Strecker investigated a wide variety of problems in both organic and inorganic chemistry during his time at Giessen. Examples include the molecular masses of silver and carbon, the reactions of lactic acid, the decomposition of hippuric acid by nitric acid, and the separation of cobalt and nickel.
Strecker wanted to leave Giessen for a position at the University of Berlin, but when he heard of an open position at Norway's University of Christiania, he applied for it and in 1851 became a professor there. While in Norway, Strecker focused on organic chemistry, covering a broad range of topics from organometallic chemistry to natural products.
Strecker left Norway on Christian Gottlob Gmelin's death in 1860 to accept the latter's position at the University of Tübingen. There he conducted research on guanine, xanthine, caffeine, and theobromine, and on the very toxic thallium oxides, which damaged his health severely. He moved to the University of Würzburg in 1870, but his first semester was interrupted by the Franco-Prussian War of 1870–1871. Strecker became an officer during the war and returned to the university after it, where he started his last semester. In the summer of 1871 he undertook a recreational holiday in Berchtesgaden, Bavaria, but his health began to deteriorate. Strecker died in Würzburg, where he is buried in the Hauptfriedhof.
Strecker synthesis
The Strecker synthesis of amino acids involves the reaction of potassium cyanide, ammonium chloride, and an aldehyde to make an alpha amino acid.[1][2][3][4] The reaction can also be run with ammonia, hydrogen cyanide, and an aldehyde.

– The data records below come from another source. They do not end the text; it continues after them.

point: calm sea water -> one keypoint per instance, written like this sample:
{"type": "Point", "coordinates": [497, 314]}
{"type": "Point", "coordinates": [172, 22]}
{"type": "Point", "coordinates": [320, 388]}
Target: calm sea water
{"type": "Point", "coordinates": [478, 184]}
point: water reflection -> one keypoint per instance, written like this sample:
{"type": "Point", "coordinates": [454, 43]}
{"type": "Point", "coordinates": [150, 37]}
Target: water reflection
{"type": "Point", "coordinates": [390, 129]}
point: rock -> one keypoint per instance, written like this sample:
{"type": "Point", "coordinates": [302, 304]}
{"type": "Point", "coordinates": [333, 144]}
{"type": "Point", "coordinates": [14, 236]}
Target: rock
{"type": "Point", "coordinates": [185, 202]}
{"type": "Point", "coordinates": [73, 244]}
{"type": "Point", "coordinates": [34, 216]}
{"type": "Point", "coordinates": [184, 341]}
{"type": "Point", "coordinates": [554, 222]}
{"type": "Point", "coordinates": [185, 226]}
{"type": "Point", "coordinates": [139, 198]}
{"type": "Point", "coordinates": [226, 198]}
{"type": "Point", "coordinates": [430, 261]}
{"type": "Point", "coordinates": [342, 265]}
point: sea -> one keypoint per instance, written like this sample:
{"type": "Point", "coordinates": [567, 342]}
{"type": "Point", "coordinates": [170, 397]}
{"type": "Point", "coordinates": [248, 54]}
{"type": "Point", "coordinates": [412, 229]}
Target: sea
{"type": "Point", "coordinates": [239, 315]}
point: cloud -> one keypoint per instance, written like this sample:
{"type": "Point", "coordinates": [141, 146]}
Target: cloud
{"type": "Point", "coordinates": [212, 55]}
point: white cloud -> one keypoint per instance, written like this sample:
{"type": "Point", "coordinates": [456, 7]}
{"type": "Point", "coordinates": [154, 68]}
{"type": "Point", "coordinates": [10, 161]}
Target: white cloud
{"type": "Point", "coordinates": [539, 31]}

Because of the relative simplicity of the reactants, the Strecker synthesis has been invoked by those studying both the origin of life and meteoritic amino acids.[5][6]
Also named for Strecker are the Strecker degradation, which involves the conversion of amino acids into imines and then into ketones, and the Strecker sulfite alkylation.
Notable people who taught Strecker
- Justus von Liebig (1803–1873)
Notable students of Strecker
- Georg Zehfuss (de) (1832–1901)
Family
Strecker, while serving as a professor in Norway, returned to Germany for several holidays. During one such visit to Darmstadt, Strecker, on July 3, 1852, married Karoline Auguste Natalie Weber (1852–1853), who died 16 months later – on October 13, 1853. She had given birth on October 2, 1853, to Friederike Caroline Sophie Christiane Natalie Strecker. Adolph Stecker married a second time on September 29, 1855.
References
- ^ Strecker, A. (1850). "Ueber die künstliche Bildung der Milchsäure und einen neuen, dem Glycocoll homologen Körper". Annalen der Chemie und Pharmacie. 75 (1): 27–45. doi:10.1002/jlac.18500750103.
- ^ Strecker, A. (1854). "Ueber einen neuen aus Aldehyd – Ammoniak und Blausäure entstehenden Körper (p )". Annalen der Chemie und Pharmacie. 91 (3): 349–351. doi:10.1002/jlac.18540910309.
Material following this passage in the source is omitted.